Ça, c’était en avril 2011. Mais quatre mois avant, la France avait déjà fait appel au procureur Ocampo. « Le 11 décembre 2010, (révèle ce site Internet) Ocampo est sollicité par une diplomate française ». Béatrice Le Fraper, c’est son nom, écrit au procureur : « J’ai besoin de savoir ce qu’a donné ta conversation avec Alassane Ouattara », alors que la crise post-électorale ivoirienne n’en est qu’à ses débuts et qu’une médiation africaine est en cours.

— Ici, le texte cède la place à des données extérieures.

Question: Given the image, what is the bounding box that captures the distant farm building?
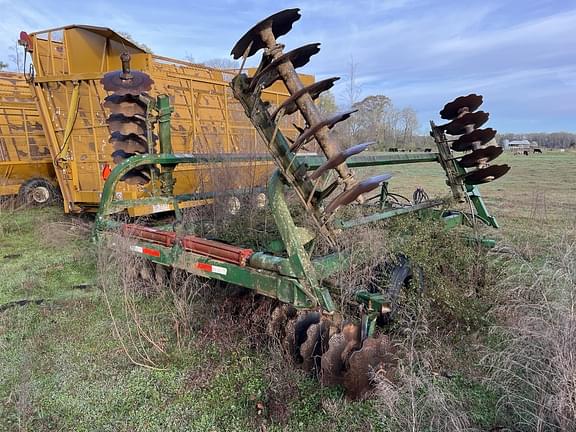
[502,139,538,151]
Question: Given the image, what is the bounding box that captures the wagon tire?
[18,178,60,206]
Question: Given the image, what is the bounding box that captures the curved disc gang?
[324,174,392,217]
[452,128,496,151]
[271,77,340,118]
[100,71,154,96]
[320,333,347,386]
[103,94,146,117]
[343,336,396,400]
[294,312,320,363]
[290,110,358,153]
[444,111,490,135]
[109,132,148,153]
[440,94,483,120]
[460,146,504,168]
[250,43,320,90]
[308,141,375,180]
[230,8,301,60]
[464,165,510,185]
[106,114,146,136]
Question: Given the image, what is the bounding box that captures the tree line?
[497,132,576,148]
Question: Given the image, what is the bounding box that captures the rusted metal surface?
[271,77,340,118]
[464,165,510,185]
[100,52,154,96]
[444,111,489,135]
[452,128,496,151]
[308,141,375,180]
[250,43,320,90]
[325,174,392,216]
[460,146,504,168]
[121,224,254,266]
[232,9,355,187]
[440,94,483,120]
[231,8,300,60]
[290,110,357,152]
[103,93,146,117]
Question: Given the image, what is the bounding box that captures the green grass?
[0,208,378,431]
[0,153,576,431]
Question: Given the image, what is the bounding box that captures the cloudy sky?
[0,0,576,132]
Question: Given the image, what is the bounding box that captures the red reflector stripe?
[142,248,160,257]
[196,263,212,271]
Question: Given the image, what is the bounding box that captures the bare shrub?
[375,302,470,432]
[97,232,166,368]
[485,231,576,431]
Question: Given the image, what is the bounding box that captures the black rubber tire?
[378,255,425,325]
[18,178,60,206]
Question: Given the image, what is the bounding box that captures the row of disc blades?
[266,305,397,399]
[231,9,391,220]
[101,53,154,185]
[440,94,510,185]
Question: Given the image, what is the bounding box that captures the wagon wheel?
[368,255,425,325]
[18,178,59,206]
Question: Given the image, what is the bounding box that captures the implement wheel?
[18,178,58,206]
[370,255,425,325]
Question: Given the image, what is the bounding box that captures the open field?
[0,152,576,431]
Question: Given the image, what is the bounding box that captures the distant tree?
[336,57,362,145]
[352,95,420,149]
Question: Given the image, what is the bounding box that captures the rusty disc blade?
[444,111,490,135]
[112,150,135,165]
[120,170,150,186]
[106,114,146,136]
[464,165,510,185]
[460,146,504,168]
[266,304,296,338]
[324,174,392,216]
[100,71,154,96]
[250,43,320,90]
[230,8,300,60]
[110,132,148,153]
[440,94,483,120]
[290,110,358,152]
[272,77,340,118]
[294,312,320,363]
[320,333,347,386]
[344,336,395,400]
[104,94,146,117]
[452,128,496,151]
[308,141,375,180]
[300,322,323,372]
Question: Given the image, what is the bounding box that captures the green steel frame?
[95,91,498,334]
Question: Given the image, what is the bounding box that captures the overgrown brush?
[486,230,576,432]
[376,301,470,432]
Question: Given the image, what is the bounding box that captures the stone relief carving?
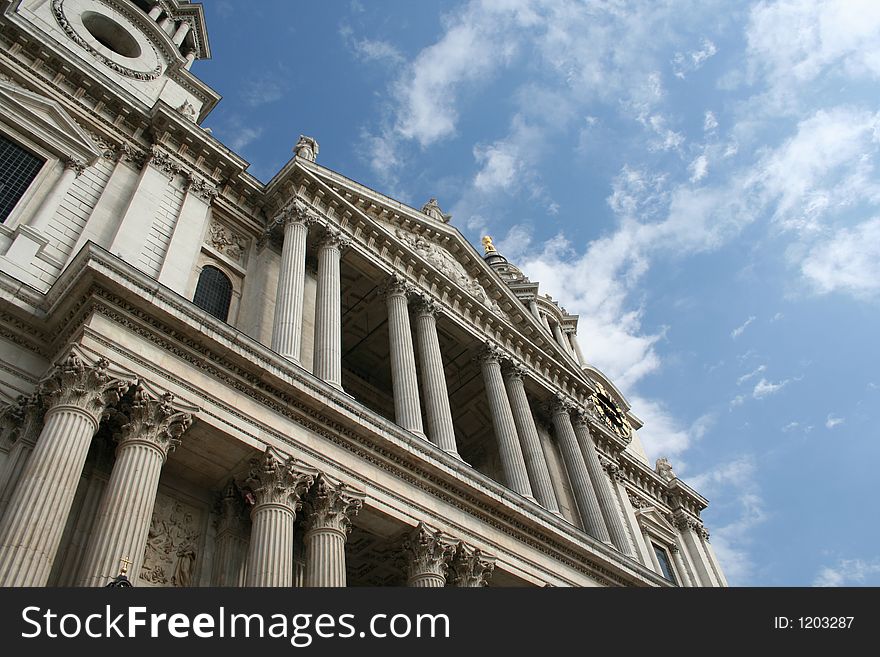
[205,221,249,264]
[139,493,202,586]
[393,226,501,314]
[293,135,319,162]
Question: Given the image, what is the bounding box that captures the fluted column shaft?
[553,404,611,544]
[272,218,309,363]
[481,352,532,498]
[0,354,129,586]
[416,301,458,456]
[574,416,633,557]
[403,523,455,588]
[314,233,345,389]
[246,504,296,587]
[245,449,314,586]
[504,367,559,513]
[385,279,424,435]
[79,386,192,586]
[303,475,364,587]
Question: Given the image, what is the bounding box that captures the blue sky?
[193,0,880,586]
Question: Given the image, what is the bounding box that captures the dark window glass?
[193,266,232,322]
[652,543,678,584]
[0,135,46,221]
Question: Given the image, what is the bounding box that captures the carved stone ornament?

Mediapart en conclut que le procureur de la CPI « collabore déjà sans aucune réserve avec l’un des principaux protagonistes de la crise ivoirienne », ce qui « pourrait apparaître aujourd’hui en contradiction totale avec les exigences d’« indépendance » et d’« impartialité » imposées par les statuts de la Cour », laquelle « a surtout été utilisée, si ce n’est manipulée, pour peser dans le départ espéré de Gbagbo ».

D’autant que « fin 2010, la Côte d’Ivoire n’a pas ratifié le Statut de Rome », signale ce journal. Le 11 avril 2011, le procureur « n’a donc aucune base légale pour demander à Ouattara de ne pas relâcher Gbagbo », bucheronne en conséquence Mediapart. Au nom de la loi.